Dow, 41, took a white cameraman to interview the white community. Williams, 46, brought a black cameraman to interview the black community, they expected from the start that filmmakers of different races would get different answers.
The attitudes and beliefs they found in Jasper, a small town of 8,000 people located 140 miles northwest of Houston, will be broadcast Wednesday night at 9 on WGBH-TV (Channel 2).
The film will be followed by a live Jasper town-hall meeting Thursday night at 9 on Channel 2. ABC News' Td Koppel will host the 90-minute meeting on race in America. ABC's "Nightline" will also broadcast one hour of the meeting Thursday at 11:35pm on WCVB-TV (Channel 5).
Dow went to Jasper two weeks after Byrd's murder to begin preliminary shooting. Williams joined him about six months later. Both filmmakers say the process of condensing 200 hours of footage into a racially sensitive 90-minute film was their greatest challenge.
"It was brutal," says Dow, who since 1990 has been a director of television commercials and short films used internally by businesses. "Two Towns of Jasper" is his first feature-length film.
"It took us a year and a half to edit the film," he says. "Every single cut came down to racial perspective. Who appears weak in this scene? The black person or the white person? Who has the first word and the last word? It was an incredible experience to see how biased Marco and I both were.
"I went into the film thinking our background and experienced trumped race," he adds. "That was naďve. We were both shocked to see how race trumped everything."

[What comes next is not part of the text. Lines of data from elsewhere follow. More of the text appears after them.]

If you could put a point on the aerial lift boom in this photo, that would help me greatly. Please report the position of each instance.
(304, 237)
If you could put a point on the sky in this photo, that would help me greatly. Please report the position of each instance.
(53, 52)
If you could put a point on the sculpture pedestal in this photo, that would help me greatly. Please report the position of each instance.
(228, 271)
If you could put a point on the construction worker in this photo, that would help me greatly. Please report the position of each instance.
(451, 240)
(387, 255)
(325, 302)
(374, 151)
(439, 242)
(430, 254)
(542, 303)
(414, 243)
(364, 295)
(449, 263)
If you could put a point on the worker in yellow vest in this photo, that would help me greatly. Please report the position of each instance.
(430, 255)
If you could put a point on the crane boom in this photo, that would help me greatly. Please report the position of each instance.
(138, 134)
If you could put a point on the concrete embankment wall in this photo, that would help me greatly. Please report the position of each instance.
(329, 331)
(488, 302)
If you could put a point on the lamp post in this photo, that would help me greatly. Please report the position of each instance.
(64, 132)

Williams, a faculty member in the film department at New York University, is even more explicit. "I'm a black man and he's a white man. The film is about race. What we discovered is we're very different people."
Indeed, in one instance the filmmakers clashed about a scene in which members of the Black Panther Party came to rally in Jasper with guns in hand.

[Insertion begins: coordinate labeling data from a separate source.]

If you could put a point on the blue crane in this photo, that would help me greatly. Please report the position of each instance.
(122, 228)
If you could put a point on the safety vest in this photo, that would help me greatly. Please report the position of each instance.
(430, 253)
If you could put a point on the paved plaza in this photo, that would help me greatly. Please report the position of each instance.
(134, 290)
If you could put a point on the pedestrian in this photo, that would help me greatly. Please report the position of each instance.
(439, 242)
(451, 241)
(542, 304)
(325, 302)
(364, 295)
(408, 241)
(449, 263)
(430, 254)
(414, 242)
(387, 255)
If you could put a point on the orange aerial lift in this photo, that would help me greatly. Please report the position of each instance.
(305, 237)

Williams, who directed an episode of the PBS series "Making Peace" in 1995, says, "My read was the whites exhibited an expression of fear."

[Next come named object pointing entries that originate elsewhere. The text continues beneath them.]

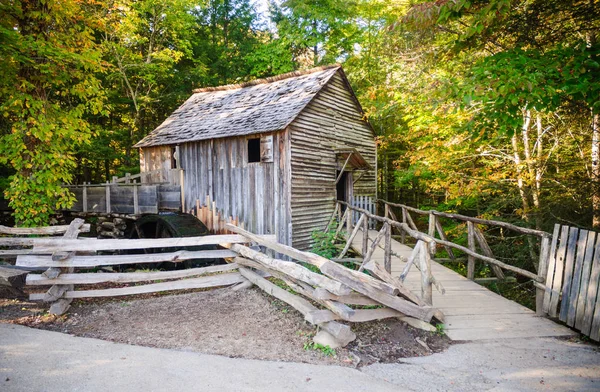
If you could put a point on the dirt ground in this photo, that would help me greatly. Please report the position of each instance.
(247, 324)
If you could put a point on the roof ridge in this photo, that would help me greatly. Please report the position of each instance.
(270, 79)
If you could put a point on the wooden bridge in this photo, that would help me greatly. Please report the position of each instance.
(472, 312)
(568, 269)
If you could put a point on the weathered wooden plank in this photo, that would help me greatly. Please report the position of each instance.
(569, 262)
(471, 259)
(558, 272)
(47, 230)
(128, 277)
(357, 281)
(342, 333)
(576, 279)
(551, 269)
(591, 302)
(184, 284)
(294, 270)
(585, 280)
(47, 245)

Dow says: "In my view, the whites were totally contemptuous of them. They thought they were a bunch of fools. So we kept cutting the scene. First, we made the whites look scared. Then we made the Black Panthers look weak. In the end, we couldn't agree on how that rally should be portrayed so the scene was left out."
Williams says he compromised greatly in the making of the film because "two directors is an impossible equation.
"I think ultimately that the majority voice is the prevalent voice in the film," Williams says. "What most people will take away is the experience of the whites and not the blacks. People will tend to remember the guy saying 'nigger' or saying disparaging remarks about the victim.
"I had some poignant material, like Byrd's sister reflecting on how she can't drive down a highway and see a sign that says '3 Miles' and not think about what her brother went throughŠ That didn't pass muster with the entire editorial team."
Dow says that the formal sit-down interview with the sister didn't fit in with the cinema verite style of the rest of the film. "It didn't drive the narrative forward. It brought it to a halt," he says.
They continue to disagree on edits, but the filmmakers do not spill their sentiments into the film. Indeed, they appear only briefly in the beginning of the PBS broadcast in a "Behind the Lens" segment to explain the basics of their project. The film then unfolds chillingly as Sheriff Billy Rowles walks down the road where Byrd was dragged, pointing out where he found the blood trail, clothing, dentures, and a billfold.